SUMMARY: disk replacement

Melanie Dymond Harper (mel@vanyel.herald.co.uk)
Fri, 12 Sep 1997 17:28:45 +0100 (BST)

Thanks to:

sweh@mpn.com
spr@banjo.myxa.com (whose original answer I have misplaced)
oyang@phoebe.fcit.monash.edu.au
cmconwa@sandia.gov

and quite a few others whose mail I managed to delete in a fit of insanity :)

My original question was:

-----------------------------------------------------------------------------
Hi all;

A disk in one of our servers has started to show errors, and we're looking to
replace it with the minimum of downtime. Murphy's Law dictates that it would
be the boot disk :)

Is it possible -- and have any of you ever tried it? -- to do this by
installing the OS on a disk in another machine, swapping the two disks over and
then rebooting? Obviously there'll be some restoration of other files needed
but we can do this once the machine's up and running again. (I guess I could
also try shifting the OS to one of the other, complete, disks, but I don't
have an install CD at this site. If it can be done without that I would be
interested.)

Also, I'd like to let repair handle the errors, but there's one block that
repair is failing for. What sort of thing might be causing it? (This block
originally contained part of /var/adm/utmpx, which made for a very interesting
time until that was moved away)

TIA and I'll summarise. Sparc 10 running Solaris 2.4, if it matters.

----------------------------------------------------------------------------

What I eventually did was to bite the bullet and reinstall onto the server
needing the new disk, after backing the failing disk up onto a large spare
partition I had. Restoring the config files and user data from the backup
was not too tricky, total downtime just about acceptable.

I could probably have made the spare partition bootable had that disk had
any swap space on it, but that wasn't the case.

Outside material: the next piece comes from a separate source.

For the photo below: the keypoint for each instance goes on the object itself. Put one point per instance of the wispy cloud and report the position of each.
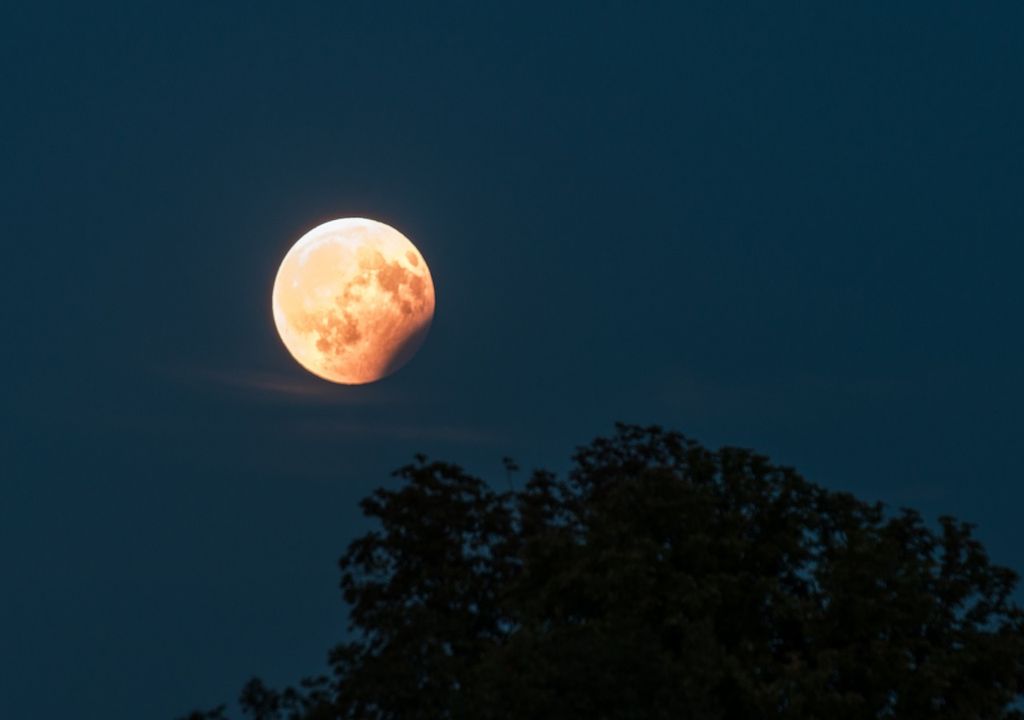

The consensus seems to be that installing on a disk in another machine is
perfectly okay so long as the machines share an architecture and you remember
to get the SCSI IDs straight when installing. Also, if you're copying stuff
across rather than installing from CD, remember that 'installboot' is your
friend.

Nobody came up with any great theories about why repair should not be able
to handle some faults; 'phase of the moon' was the most-suggested :)

==========================================================================

Hmm. If you have a spare SCSI ID, install it in the machine, backup the
existing root disk/restore to new disk (ufsdump/ufsrestore). Shut machine
down, remove old disk, change ID of new disk, boot from CD, installboot
(maybe perhaps can installboot while it has the wrong ID... I dunno), reboot
from hard disk.

That's how I would try and minimise downtime anyway :-)

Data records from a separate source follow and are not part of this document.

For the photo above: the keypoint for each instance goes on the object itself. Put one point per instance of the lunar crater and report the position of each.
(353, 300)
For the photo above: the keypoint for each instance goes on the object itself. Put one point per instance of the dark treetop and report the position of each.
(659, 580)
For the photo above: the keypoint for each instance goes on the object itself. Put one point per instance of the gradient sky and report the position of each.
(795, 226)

==========================================================================

I did this once. Not difficult. What I did was to
1. shutdown and plug in the new disk into the SCSI chain,
2. partition the new disk in accordance with the old one
3. do ufsdump from the problem disk to the new disk partition by partition.
(if saw bad sectors, just let it time out and record what it is.)
4. run installboot (the man pages has the detail command.) on the new disk,
5. shutdown and remove the old disk, change the SCSI ID of the new one to the
old one,
6. reboot. That's it.

steps 2,3 can be done via the network on another machine.
(You can do ufsdump and dump the results onto a file, then ufsrestore in on
the another system.)
As long as you've got another SS10 running 2.4, you can do step 4 on that
machine as well.

===========================================================================